Modeling of sickle cell anemia utilizing disease-specific induced pluripotent stem cells
Rozelle, Sarah Sundstrom
MetadataShow full item record
Sickle cell anemia, caused by a point mutation that affects the HBB gene, is one of the most common human genetic disorders world-wide and has a high morbidity and mortality. A single FDA approved drug, hydroxyurea, is available for its ability to induce fetal hemoglobin expression, a major modulator of disease severity. Not every patient responds to treatment and additional HbF-inducing drugs are needed. In this thesis, I outline an induced pluripotent stem cell-based approach to the study of sickle cell disease (SCD). In the lab, we are currently building a library of SCD-induced pluripotent stem cell (iPSC) lines from a cohort of SCD patients with different genetic backgrounds and fetal hemoglobin levels. Utilizing a directed-differentiation approach, iPSC can give rise to hematopoietic progenitors that are similar to megakaryocyte-erythroid progenitors and can be further specified to become cells of either lineage. I examined the hypothesis that an iPSC-based system would be capable of producing fully functional erythroid cells and also recapitulate the variation in fetal hemoglobin levels seen in SCD patients. Directed-differentiation of iPSCs produced erythroid-lineage cells that were responsive to oxygen levels and erythropoietin, and were capable of further maturation and increased hemoglobin production. A humanized mouse model demonstrated the ability of these cells to localize to the bone marrow, contribute to the peripheral blood, and survive in vivo for over two weeks.

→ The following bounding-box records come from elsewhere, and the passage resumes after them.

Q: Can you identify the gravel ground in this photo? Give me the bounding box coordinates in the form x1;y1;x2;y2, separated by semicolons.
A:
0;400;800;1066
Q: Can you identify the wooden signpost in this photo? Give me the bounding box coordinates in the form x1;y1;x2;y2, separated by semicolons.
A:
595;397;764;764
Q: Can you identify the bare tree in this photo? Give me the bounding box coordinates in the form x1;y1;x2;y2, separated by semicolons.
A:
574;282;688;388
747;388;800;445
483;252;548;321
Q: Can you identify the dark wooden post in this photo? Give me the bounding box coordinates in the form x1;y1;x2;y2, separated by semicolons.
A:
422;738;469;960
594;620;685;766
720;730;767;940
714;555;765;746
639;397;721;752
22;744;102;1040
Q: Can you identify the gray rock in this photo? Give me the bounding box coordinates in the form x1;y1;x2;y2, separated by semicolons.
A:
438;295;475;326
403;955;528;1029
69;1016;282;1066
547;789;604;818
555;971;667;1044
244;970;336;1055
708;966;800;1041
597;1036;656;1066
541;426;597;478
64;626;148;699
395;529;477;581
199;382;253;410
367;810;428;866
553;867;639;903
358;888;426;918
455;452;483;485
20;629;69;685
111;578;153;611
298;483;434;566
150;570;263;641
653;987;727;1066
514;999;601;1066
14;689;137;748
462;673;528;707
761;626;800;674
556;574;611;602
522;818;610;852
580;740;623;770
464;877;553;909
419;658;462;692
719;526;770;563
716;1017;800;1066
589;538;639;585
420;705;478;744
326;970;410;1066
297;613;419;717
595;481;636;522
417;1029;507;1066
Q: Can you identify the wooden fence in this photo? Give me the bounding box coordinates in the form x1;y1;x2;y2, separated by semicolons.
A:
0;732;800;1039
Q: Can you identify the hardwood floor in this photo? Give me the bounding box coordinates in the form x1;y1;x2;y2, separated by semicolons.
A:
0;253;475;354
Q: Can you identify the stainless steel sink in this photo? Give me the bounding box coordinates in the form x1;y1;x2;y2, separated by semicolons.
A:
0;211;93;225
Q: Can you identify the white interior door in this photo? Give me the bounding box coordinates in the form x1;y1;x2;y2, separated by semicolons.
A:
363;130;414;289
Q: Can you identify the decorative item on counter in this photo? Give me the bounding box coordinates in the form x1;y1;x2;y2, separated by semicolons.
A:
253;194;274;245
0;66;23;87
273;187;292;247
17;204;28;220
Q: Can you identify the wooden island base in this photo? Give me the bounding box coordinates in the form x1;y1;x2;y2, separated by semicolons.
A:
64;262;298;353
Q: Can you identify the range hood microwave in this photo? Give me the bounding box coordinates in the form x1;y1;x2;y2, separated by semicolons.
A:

The maturation capability of SCD-specific iPSC-derived erythroid lineage cells was correlated with hemoglobin expression and compared to control cells. Characterization of in vitro and in vivo differences between control and SCD-specific iPSC-derived erythroid-lineage cells demonstrated variation amongst individuals, similar to the variation seen in patients. Both of these patient-specific iPSC-based in vitro and in vivo models allow for the examination of the effect of genetic variability on fetal hemoglobin expression and also for the modeling of patient-specific responses to drug treatment. This information will facilitate better clinical treatment of the disease.